June 2023 June 2022 December 2022 June 2023 June 2022 December 2022
Number of shares Number of shares Number of shares US$ US$ US$
Ordinary shares of £0.01 par value
Opening balance - 2,071,334,586 2,071,334,586 - 27,950,217 27,950,217
Sub-division - (2,071,334,586) (2,071,334,586) - (27,950,217) (27,950,217)
Closing balance - - - - - -
Ordinary shares of £0.0001 par value
Opening balance 2,088,796,421 - - 281,638 - -
Sub-division/capital reduction - 2,071,334,586 2,071,334,586 - 279,502 279,502
Share issue in period 7,147,850 17,461,835 17,461,835 865 2,136 2,136
Closing balance 2,095,944,271 2,088,796,421 2,088,796,421 282,503 281,638 281,638
Deferred shares of £0.0099 par value
Opening balance - - - - - -
Sub-division/capital reduction - 2,071,334,586 - - 27,670,715 -
Closing balance - 2,071,334,586 - - 27,670,715 -
Share premium
Opening balance - - 195,855,125 195,855,125
Sub-division/capital reduction - - (196,118,890)

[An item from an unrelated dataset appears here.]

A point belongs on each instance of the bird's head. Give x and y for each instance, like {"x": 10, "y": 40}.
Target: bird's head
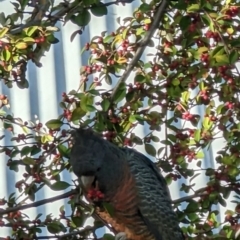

Share issue in period 144,350 263,765 263,765
Closing balance 144,350 196,118,890 -
8. Contingent liabilities
The Group has no contingent liabilities identified as at 30 June 2023 (2022:
US$nil) other than:
· In accordance with the provisions of the Financial and Technical
Assistance Agreement ("FTAA") with the Philippine government, which governs
the operations of the Runruno mine, an application to extend the exemption
from numerous taxes including corporate income tax, VAT, stamp duty and import
duty has been lodged. This application for the extension of the exemption from
these taxes has passed through several steps in the process of being approved
and has the garnered the support of some of the relevant government
departments.
Although uncertain, the Group remains confident that the extension will
ultimately be granted. As a result, the interim financial statements are based
on the assumption that the extension will be granted (consistent with the
December 2022 financial statements).
However, should this exemption request not be granted, the Group will have
liability for various past taxes. The Group believes it will be able to net
this potential liability against past payments VAT and import duties which it
believes it is entitled to recover. As some of these past VAT and Import duty
payments are subject to court proceedings the potential quantum of the tax
liability can't be predicted with certainty.
9. Subsequent events
There have been no subsequent disclosable events other than:
· On 18 September 2023 the Company announced the resignation of Mr
David Cather as Independent Chairman and non-executive director. Mr Steven
Smith has been appointed interim Chairman until such time as the Company
appoints a new independent Chairman. Mr Cather will continue as a director the
of Metals Exploration Pte Ltd (the group's Singapore incorporated holding
company), while remaining a mining engineering consultant to FCF Minerals, the
Company's Philippine operating subsidiary.